Está posto que novos governos, assim como o réveillon, embutem a esperança. Não diria que é o caso deste janeiro. Apesar de o presidente Lula ter começado os trabalhos mais com acertos que erros. O problema é que, desta vez, não há margem para errar. A primeira boa nova foi ter colocado centenas de pessoas em dezenas de grupos de trabalho desde o dia seguinte à eleição. Se fosse numa empresa, chamaríamos os times de multidisciplinares e isso seria mérito. Design Thinking, Scrum, GPD, Agile e tals. Mas a política segue caminhos distintos, e juntar um economista A (“responsabilidade fiscal e responsabilidade social vão juntas, elas não são opostas”) a um economista B (“R$ 136 bilhões em gastos não será expansão fiscal”) nem sempre é sinônimo de sucesso.

Recomendo a Lula que mergulhe na última tendência em gestão de projetos, o Hybrid Project Management. Porque a complexidade da gestão mudou. Sua fórmula dos governos I e II não cabe mais. Hoje, ele enfrenta uma população que o rejeita. Se falarmos dos 5,6 milhões que votaram em branco ou anularam, mais os 32,2 milhões que nem apareceram junto às urnas e os 57,7 milhões que queriam Bolsonaro, temos 95 milhões de brasileiros que não o escolheram. E nesse balaio há de tudo. Dos que aceitaram a derrota e querem seguir a vida aos malucos pendurados em caminhão ou tentando contato com ETs via celular para impedir a posse. Os piores, no entanto, são os dispostos a mais. Grupos de foras da lei que não são controlados nem pelas polícias, nem pelas estruturas do judiciário, até porque parte delas é conivente mesmo. Tudo quase sempre bancado por empresários igualmente criminosos.

Junte a esse bando o próprio ocupante da cadeira presidencial, que já afirmou que não vai largá-la, mais o maior partido do Congresso, que quer melar a eleição. Lula deve entender que não existe Paz & Amor num cenário desses. E começa a sentir isso no imbróglio que virou a PEC da Transição. Sua aclamada habilidade política encontrou adversários — e inimigos — de igual ou superior desenvoltura. Claro que a trajetória de ser o único a ser eleito três vezes, passar 580 dias por uma prisão para a qual foi levado por condenações que o STF posteriormente anulou, ser aplaudido na primeira aparição internacional após ser eleito deve embotar a visão da realidade, por mais que a domine. Mas o mundo é polimorfo perverso, e o Brasil potencializa isso. É aqui que Lula pode escorregar.

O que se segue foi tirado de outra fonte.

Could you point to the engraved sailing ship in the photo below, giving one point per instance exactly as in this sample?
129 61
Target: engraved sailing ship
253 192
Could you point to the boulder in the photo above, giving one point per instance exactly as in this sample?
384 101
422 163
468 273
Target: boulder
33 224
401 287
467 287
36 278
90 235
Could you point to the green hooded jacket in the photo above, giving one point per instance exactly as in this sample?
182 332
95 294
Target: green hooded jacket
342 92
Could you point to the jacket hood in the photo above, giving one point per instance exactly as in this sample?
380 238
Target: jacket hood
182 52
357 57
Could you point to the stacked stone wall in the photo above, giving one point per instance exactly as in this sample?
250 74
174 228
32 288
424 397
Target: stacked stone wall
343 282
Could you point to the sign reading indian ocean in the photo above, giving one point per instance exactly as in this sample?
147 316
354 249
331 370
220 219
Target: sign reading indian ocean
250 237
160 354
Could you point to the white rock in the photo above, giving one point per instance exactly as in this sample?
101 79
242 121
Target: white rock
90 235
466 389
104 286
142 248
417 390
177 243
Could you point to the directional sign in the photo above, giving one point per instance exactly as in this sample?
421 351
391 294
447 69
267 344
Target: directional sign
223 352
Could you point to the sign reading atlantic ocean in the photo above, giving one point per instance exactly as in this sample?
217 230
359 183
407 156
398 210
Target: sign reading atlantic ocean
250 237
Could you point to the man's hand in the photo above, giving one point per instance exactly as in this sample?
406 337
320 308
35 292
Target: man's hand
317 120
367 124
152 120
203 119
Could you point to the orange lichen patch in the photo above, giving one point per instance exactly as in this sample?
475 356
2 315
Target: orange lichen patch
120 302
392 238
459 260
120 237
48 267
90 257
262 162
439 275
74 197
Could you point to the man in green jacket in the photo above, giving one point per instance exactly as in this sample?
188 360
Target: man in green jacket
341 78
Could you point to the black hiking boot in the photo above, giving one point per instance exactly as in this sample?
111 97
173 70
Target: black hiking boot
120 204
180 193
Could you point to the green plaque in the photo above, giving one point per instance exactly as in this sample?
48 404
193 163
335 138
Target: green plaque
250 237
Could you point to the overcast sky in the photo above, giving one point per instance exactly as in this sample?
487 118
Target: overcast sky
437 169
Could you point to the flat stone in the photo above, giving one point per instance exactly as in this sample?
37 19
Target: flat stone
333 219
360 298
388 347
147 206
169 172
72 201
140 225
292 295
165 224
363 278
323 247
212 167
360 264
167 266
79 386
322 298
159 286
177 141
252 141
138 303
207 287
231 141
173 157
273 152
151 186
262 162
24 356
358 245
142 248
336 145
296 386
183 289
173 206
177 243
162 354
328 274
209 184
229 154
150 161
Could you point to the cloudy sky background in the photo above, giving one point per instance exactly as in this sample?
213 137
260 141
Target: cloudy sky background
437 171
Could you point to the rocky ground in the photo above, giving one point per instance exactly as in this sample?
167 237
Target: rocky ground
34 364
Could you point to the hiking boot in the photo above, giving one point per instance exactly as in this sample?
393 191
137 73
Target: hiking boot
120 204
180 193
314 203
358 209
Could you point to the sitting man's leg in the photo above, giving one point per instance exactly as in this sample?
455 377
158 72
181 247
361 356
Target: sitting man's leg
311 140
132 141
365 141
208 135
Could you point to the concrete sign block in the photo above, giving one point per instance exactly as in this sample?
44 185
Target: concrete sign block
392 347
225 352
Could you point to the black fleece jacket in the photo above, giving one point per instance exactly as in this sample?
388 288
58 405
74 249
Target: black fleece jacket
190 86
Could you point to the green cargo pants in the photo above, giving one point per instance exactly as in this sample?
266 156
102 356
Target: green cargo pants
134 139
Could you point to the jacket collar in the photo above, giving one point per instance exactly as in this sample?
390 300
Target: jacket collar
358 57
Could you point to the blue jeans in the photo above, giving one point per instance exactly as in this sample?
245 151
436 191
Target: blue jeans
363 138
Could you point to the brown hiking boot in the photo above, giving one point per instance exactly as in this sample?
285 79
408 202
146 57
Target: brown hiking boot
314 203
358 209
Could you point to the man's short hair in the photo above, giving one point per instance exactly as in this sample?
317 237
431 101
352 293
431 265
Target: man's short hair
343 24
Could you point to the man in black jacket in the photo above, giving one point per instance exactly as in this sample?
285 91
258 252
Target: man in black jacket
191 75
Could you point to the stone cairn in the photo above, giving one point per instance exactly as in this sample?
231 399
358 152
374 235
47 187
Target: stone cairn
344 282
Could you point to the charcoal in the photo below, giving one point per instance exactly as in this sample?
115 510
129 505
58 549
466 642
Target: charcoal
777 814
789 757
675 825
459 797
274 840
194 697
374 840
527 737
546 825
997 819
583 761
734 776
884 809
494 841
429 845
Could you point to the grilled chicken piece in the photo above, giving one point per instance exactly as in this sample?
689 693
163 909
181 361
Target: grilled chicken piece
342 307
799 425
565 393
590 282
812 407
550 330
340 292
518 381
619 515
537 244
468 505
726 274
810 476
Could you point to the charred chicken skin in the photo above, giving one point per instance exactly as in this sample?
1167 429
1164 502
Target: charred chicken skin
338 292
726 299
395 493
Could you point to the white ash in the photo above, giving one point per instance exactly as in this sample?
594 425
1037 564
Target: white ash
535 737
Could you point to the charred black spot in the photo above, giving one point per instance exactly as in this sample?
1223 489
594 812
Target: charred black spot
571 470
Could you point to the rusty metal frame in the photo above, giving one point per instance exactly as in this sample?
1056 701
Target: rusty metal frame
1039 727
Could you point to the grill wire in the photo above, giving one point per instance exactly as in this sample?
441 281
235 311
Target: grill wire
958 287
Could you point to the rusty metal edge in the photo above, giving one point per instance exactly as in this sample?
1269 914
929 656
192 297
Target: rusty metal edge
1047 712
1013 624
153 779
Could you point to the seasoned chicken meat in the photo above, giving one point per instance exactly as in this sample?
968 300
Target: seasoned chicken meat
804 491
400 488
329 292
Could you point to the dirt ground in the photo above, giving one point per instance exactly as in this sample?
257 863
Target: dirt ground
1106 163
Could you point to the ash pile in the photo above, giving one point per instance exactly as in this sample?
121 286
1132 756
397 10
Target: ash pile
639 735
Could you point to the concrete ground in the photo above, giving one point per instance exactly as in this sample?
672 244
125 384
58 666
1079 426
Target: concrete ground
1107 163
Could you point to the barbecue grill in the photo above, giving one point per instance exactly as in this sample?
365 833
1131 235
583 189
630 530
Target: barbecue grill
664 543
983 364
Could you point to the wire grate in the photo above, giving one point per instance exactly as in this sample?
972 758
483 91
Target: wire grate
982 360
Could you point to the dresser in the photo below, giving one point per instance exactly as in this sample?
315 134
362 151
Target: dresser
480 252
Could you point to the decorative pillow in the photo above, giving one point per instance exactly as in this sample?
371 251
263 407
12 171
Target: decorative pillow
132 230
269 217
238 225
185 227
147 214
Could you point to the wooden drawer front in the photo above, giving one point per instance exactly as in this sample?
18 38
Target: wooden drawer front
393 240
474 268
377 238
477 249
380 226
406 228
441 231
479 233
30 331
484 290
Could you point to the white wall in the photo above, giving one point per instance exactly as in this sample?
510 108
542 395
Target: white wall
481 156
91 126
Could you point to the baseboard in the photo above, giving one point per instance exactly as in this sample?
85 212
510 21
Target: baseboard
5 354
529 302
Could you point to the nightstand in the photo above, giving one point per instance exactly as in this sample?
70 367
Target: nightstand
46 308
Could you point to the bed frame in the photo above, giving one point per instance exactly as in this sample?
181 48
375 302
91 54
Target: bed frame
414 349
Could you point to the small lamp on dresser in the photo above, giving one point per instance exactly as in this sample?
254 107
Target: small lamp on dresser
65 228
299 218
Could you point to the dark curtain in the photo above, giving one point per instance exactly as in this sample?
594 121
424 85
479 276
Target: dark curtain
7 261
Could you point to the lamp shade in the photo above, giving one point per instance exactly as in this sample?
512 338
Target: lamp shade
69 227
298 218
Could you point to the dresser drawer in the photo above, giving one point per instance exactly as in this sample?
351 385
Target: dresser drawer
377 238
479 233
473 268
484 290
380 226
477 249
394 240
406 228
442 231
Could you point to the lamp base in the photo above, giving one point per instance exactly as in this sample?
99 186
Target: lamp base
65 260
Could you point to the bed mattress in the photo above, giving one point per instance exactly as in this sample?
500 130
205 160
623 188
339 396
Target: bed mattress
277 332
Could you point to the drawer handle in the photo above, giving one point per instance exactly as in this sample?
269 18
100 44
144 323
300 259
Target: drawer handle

Dar chiliquinho frasístico para enquadrar o mercado é jogo de cena infantil perto do desafio que terá, inclusive envolvendo sua própria segurança, para assumir o comando desta nau de insensatos a partir de janeiro.

Se nos dois primeiros governos a arte de gerir o Congresso custava mensalidades de R$ 30 mil (coisa de 80 mil hoje), agora Lula está na mão de um cara com a chave do cofre e o cadeado da porteira por onde passam as piores boiadas. Um parlamento com R$ 19,4 bilhões só em emendas do relator, fora Orçamento Secreto e outras barbaridades. O exercício a seguir é apenas hipotético, não estou sugerindo nada: mas colocar de pé um Mensalão 2 com a maioria simples de deputados (257), pagando R$ 80 mil por mês por quatro anos, sairia R$ 1 bilhão — 5% do que custarão as emendas do relator em 12 meses. É neste Brasil que o senhor Lula desembarca. Não mais no deixado por Fernando Henrique Cardoso. A vantagem é que há muita inteligência querendo que o novo governo dê certo. Gente que jamais cogitou votar em Lula, mas o fez em nome do combate à ignomínia institucional que nos tornamos.

O resumo é este: as instituições estão o pó, a ética foi pro lixo, o Parlamento é o mais deplorável da história e parte do setor produtivo não se envergonha mais de atentar contra o Estado de Direito. Nosso dilema é conceitual e filosófico, quem queremos ser como Nação. E nossa única escolha para estes tempos é o consequencialismo — ter sempre em mente que qualquer atitude agora terá consequências. As redentoras ou as devastadoras. Assumir que tudo está mais fadado ao fracasso que ao sucesso pode fazer com que o senhor Lula, Alckmin e seus squads de transição não baixem a guarda por um só segundo. Perder a esperança de que as coisas darão certo por inércia será a melhor atitude neste momento.

Edson Rossi é redator-chefe da DINHEIRO.